5 Tips to Satisfy Your Sugar Cravings
5 Tips to Satisfy Your Sugar Cravings

The average American eats about 22 teaspoons of added sugar daily. This is around 350 calories.

Removing those calories from our diet will make a huge difference in our weight loss - especially stubborn belly fat.

Related - 17 Tips to Lose Belly Fat Fast

Eating sugar causes chronic inflammation. This affects how we fight off the nasty bug that's going around the office and other bodily functions.

One study actually showed that eating 100 grams of sugar, which is about 32 ounces of soda, reduced white blood cells' ability to fight bacteria by up to 50%.

Sugar's addictive quality makes it hard to give up, and that extra-large caramel macchiato that you get every morning doesn't help at all.

So if you're like me and you want to quit having sugar cravings, let's jump in and check out these five tips.

Deal With Sugar Cravings

#1 - Eat Regularly

Consistently feeding your body a balanced meal throughout the day keeps your blood sugar levels steady.

If fighting hunger makes you cave into finding a quick sugar fix (like myself), make sure your meals contain plenty of protein and fiber to help you feel satisfied. Nutritious fats also prolong satiety and provide great flavor to any dish.

Staying on top of your hunger levels will keep you from feeling the need to grab something sugary.

#2 - Eat Natural Foods

Sticking to naturally sweet foods will satisfy your sweet tooth without sending a wrecking ball of inflammation.

Berries, apples, carrots, pears, sweet potatoes, and even beets are a great way to satisfy your sweet tooth.

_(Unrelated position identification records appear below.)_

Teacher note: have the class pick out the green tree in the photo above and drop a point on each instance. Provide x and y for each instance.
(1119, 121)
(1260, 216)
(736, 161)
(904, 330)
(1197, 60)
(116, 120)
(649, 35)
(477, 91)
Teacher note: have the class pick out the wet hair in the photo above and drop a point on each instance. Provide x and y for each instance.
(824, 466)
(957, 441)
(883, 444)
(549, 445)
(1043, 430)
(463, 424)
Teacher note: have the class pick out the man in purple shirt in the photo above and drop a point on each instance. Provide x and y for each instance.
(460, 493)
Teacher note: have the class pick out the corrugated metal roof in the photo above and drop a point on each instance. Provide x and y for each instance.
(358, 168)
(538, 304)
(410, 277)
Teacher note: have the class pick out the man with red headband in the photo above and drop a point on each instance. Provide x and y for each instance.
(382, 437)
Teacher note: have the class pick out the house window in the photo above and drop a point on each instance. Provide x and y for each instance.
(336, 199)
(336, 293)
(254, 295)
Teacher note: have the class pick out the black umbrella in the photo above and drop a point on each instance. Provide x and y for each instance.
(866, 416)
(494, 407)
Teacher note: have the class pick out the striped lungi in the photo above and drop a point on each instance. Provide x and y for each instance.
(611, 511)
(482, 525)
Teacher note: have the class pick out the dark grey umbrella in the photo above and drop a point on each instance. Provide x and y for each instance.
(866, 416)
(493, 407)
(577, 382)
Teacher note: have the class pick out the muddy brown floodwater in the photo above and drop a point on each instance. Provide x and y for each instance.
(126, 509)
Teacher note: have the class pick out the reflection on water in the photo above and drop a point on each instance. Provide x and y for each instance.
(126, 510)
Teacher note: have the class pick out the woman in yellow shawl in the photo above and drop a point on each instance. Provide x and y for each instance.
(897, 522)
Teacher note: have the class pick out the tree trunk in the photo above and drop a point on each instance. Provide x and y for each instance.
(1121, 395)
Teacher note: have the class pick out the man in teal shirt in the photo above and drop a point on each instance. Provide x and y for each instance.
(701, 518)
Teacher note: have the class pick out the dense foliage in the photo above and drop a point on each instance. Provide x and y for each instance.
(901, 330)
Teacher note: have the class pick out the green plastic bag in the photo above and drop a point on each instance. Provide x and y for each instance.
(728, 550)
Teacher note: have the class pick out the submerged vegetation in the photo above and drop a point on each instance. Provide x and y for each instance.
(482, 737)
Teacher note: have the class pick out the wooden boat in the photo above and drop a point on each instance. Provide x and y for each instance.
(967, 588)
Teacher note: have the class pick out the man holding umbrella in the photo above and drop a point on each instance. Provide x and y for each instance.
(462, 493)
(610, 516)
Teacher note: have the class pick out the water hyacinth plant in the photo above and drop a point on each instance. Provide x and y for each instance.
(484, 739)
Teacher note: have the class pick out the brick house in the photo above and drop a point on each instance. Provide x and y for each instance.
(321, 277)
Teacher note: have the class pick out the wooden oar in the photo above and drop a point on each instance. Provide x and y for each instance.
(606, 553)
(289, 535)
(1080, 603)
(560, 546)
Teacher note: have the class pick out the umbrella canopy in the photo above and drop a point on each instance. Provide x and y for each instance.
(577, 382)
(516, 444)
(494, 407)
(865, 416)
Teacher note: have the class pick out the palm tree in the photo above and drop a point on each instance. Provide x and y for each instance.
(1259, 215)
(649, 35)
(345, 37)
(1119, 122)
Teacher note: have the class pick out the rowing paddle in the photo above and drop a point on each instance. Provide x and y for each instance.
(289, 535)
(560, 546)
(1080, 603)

These foods are naturally sweet and contain loads of fiber which causes the sugar to get absorbed into your bloodstream slowly.

This helps you skip that sugar crash that will leave you craving more later. A cold piece of fruit is a great way to get a sweet snack while also getting loads of vitamins, minerals, and fiber.

#3 - Sleep Enough

Not getting enough sleep affects your mental and physical performance. On top of that, your hunger hormones are thrown out of whack.

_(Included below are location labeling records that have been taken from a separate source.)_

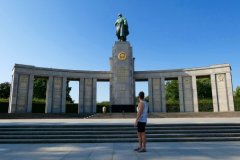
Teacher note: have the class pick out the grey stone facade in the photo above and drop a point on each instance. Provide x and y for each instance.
(122, 78)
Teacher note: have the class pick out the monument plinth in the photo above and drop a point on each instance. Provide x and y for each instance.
(122, 90)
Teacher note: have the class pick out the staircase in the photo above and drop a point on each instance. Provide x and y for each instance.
(118, 133)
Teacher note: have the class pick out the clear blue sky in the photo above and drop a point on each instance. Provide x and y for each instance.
(79, 34)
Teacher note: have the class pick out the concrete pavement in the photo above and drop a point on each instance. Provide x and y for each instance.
(116, 121)
(122, 151)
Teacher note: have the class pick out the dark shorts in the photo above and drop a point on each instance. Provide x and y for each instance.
(141, 126)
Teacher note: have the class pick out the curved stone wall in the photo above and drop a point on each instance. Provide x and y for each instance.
(23, 77)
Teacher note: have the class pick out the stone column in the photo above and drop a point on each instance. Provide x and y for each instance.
(222, 92)
(164, 108)
(64, 86)
(81, 96)
(180, 88)
(122, 69)
(88, 95)
(156, 89)
(94, 98)
(49, 95)
(30, 93)
(22, 95)
(150, 90)
(214, 93)
(230, 92)
(195, 96)
(13, 94)
(188, 94)
(57, 95)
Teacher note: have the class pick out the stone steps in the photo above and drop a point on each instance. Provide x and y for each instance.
(117, 133)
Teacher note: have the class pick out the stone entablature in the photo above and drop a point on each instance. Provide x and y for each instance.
(23, 76)
(122, 78)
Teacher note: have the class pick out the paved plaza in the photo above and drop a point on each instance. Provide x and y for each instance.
(122, 151)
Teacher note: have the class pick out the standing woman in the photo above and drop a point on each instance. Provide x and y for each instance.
(141, 122)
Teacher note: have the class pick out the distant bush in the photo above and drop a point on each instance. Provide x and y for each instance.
(100, 106)
(4, 100)
(172, 105)
(71, 108)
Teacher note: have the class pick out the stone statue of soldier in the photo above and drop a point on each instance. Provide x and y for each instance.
(121, 28)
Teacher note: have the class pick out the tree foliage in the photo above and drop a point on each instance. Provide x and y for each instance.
(5, 90)
(172, 90)
(40, 88)
(204, 88)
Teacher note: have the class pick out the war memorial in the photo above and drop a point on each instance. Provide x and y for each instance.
(122, 78)
(79, 138)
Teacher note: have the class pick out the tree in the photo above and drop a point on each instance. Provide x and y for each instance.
(172, 90)
(39, 88)
(204, 88)
(68, 96)
(5, 90)
(237, 92)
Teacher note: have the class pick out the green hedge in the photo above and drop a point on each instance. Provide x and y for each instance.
(100, 106)
(204, 105)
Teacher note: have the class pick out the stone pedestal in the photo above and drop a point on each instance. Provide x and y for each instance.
(122, 83)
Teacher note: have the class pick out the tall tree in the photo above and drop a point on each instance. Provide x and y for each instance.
(237, 92)
(5, 90)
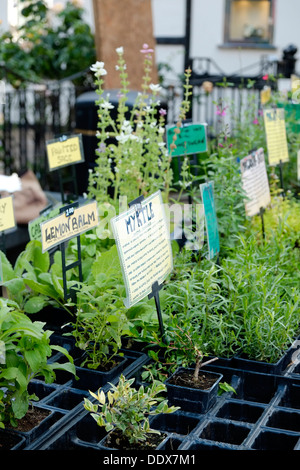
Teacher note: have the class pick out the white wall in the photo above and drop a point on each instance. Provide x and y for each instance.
(207, 29)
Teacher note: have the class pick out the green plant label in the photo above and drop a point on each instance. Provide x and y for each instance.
(66, 226)
(255, 182)
(143, 241)
(64, 151)
(207, 194)
(34, 226)
(190, 140)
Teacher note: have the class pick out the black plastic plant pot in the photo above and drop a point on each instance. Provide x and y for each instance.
(193, 399)
(90, 379)
(276, 368)
(11, 441)
(50, 418)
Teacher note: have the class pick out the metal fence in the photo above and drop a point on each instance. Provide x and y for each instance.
(35, 114)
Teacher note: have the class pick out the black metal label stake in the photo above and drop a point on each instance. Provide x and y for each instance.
(69, 210)
(261, 213)
(281, 177)
(137, 204)
(68, 179)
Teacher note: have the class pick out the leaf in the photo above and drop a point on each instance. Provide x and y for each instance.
(35, 304)
(44, 289)
(107, 263)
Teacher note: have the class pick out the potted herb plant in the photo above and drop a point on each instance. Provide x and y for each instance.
(26, 350)
(125, 412)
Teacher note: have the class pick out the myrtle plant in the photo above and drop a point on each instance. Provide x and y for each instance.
(101, 319)
(127, 409)
(26, 351)
(132, 157)
(131, 153)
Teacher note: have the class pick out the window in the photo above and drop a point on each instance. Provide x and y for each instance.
(249, 23)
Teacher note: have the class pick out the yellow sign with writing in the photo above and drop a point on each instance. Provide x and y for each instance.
(64, 151)
(143, 241)
(276, 136)
(7, 217)
(265, 95)
(69, 224)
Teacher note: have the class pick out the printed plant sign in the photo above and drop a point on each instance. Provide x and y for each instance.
(7, 217)
(64, 151)
(276, 136)
(191, 139)
(255, 182)
(207, 194)
(69, 225)
(34, 226)
(143, 241)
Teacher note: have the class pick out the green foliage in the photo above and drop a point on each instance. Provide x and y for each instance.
(101, 319)
(127, 409)
(32, 283)
(132, 158)
(26, 346)
(48, 45)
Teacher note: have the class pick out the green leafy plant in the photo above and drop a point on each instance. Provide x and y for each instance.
(127, 409)
(32, 282)
(132, 158)
(27, 348)
(48, 45)
(101, 319)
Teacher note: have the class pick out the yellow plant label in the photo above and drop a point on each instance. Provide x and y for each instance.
(64, 151)
(7, 217)
(68, 225)
(265, 95)
(276, 136)
(143, 241)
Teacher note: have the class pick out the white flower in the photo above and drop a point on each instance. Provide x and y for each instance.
(154, 88)
(106, 105)
(98, 69)
(126, 127)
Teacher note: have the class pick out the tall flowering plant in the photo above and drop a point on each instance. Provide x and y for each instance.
(132, 156)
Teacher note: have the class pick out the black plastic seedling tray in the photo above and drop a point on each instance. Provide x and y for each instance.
(263, 414)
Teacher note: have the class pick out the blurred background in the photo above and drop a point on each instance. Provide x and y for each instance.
(234, 48)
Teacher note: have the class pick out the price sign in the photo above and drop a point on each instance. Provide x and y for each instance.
(7, 217)
(255, 182)
(190, 140)
(68, 225)
(276, 136)
(143, 241)
(207, 194)
(64, 151)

When you are sleep deprived, your body produces more ghrelin, which is why you always seem hungry.

One study showed that men who were sleep deprived ate an average of 340 additional calories than their well-rested counterparts. Most of these calories were from sweet snacks.

Not getting enough sleep has also been associated with drinking more caffeinated sugary sodas.

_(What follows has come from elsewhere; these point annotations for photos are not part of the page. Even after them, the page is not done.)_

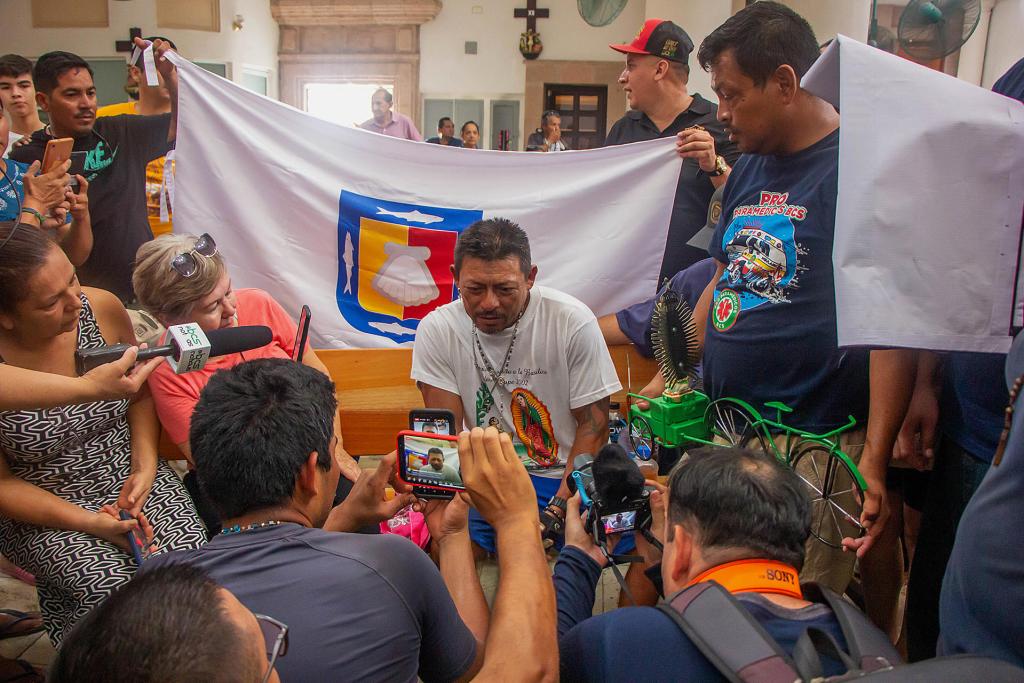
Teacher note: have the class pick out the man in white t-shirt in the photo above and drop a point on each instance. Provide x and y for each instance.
(525, 358)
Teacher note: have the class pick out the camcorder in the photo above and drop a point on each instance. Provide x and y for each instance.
(614, 489)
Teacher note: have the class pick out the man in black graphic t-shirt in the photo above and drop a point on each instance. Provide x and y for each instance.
(111, 154)
(768, 315)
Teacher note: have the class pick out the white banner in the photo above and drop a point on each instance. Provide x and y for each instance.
(361, 227)
(931, 187)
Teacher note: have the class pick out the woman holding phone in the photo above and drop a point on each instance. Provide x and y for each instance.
(184, 279)
(59, 467)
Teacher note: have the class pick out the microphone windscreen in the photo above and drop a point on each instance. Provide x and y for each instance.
(616, 477)
(243, 338)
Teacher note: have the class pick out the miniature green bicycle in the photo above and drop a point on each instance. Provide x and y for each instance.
(685, 418)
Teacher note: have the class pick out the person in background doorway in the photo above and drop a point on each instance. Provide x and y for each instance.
(445, 133)
(387, 122)
(470, 135)
(549, 136)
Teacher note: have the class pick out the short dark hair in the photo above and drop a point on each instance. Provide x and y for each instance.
(763, 37)
(12, 66)
(174, 615)
(494, 240)
(733, 499)
(22, 255)
(253, 429)
(50, 67)
(548, 115)
(170, 42)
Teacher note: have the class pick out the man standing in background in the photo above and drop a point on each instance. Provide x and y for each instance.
(153, 99)
(387, 122)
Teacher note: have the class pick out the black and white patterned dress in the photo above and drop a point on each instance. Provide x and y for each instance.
(83, 454)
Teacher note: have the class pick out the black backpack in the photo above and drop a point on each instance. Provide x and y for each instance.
(743, 652)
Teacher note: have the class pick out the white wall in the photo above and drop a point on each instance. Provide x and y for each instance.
(830, 17)
(1005, 43)
(498, 69)
(255, 46)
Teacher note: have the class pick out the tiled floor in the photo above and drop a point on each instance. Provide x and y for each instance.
(35, 649)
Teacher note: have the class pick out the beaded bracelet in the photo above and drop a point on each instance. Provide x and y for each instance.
(33, 212)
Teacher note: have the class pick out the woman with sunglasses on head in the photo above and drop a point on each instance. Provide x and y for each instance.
(183, 279)
(59, 467)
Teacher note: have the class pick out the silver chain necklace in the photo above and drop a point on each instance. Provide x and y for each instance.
(496, 376)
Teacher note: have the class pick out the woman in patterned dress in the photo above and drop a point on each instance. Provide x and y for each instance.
(60, 466)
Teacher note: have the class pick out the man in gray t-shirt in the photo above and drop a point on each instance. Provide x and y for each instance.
(358, 607)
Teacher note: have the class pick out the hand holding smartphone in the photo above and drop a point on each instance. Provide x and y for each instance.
(430, 464)
(57, 152)
(136, 541)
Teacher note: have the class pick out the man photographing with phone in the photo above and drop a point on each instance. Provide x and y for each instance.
(111, 154)
(262, 441)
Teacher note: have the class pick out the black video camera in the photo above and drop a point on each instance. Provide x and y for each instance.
(613, 486)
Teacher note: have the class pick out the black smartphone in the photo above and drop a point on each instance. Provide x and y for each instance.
(135, 540)
(301, 335)
(429, 462)
(432, 421)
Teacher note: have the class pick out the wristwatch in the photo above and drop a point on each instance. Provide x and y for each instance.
(557, 502)
(720, 167)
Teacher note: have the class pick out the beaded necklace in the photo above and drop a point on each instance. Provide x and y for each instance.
(249, 527)
(496, 376)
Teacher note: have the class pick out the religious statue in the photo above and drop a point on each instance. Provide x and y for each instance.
(529, 44)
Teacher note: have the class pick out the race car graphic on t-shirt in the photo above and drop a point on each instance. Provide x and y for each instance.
(760, 244)
(758, 261)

It's no surprise that getting enough sleep is important, but getting an extra hour of sleep can be the difference between keeping your diet in check and completely derailing your efforts.

#4 - Keep Your Gut in Check

Your gut bacteria have been shown to sway what you crave.

Changing up the micro bacteria in your gut will curb cravings and help your body "want" healthier foods.

Fermented foods like yogurt, kefir, kombucha, tempeh, sauerkraut, and kimchi all have probiotics that are great for your gut and allow more good bacteria to grow.

Shout out to Papa G's vegan restaurant for introducing me to a TLT (Tempeh, Lettuce, Tomato) sandwich that actually rivals a real BLT.

Quit being afraid to try new things, you'll seriously surprise yourself.

#5 - Eat Bitter Foods

Bitter foods are the opposite of sweet foods. Eating bitter foods have been shown to help slide back the scale of your sweet tooth. No, I'm not talking about eating sour patch kids.

Bitter foods like grapefruit, leafy greens, Brussels sprouts, and radishes all have a unique "bite" to them.

Another great thing about eating bitter foods is that when you do eat something sweet, they will taste sweeter.

Wrapping It Up

The more you cut back on sugar, the easier it is to eliminate it. There is one more thing I'd like to mention; all sugars are not created the same.

The sugar you eat from a banana or a couple of oranges is not the same sugar you get in a can of soda. So find a fruit that you enjoy and start replacing your sugary snacks with them.

It can be hard at first, but it works.

Your taste buds turn over around every 21 days, just like other cells in our bodies. The longer we cut out sugar and start eating well-balanced nutritious foods, the fewer sweet-craving taste buds we will have left.

Look, you know sugar is bad for you, right? Eating sugar in moderation and limiting yourself to enjoying a reasonable amount is fine.

Eating sugar becomes a problem when everything you eat has highly-processed sugars and no nutritional value at all. So start slowly incorporating healthier foods into your diet and start cutting out as much sugar as possible.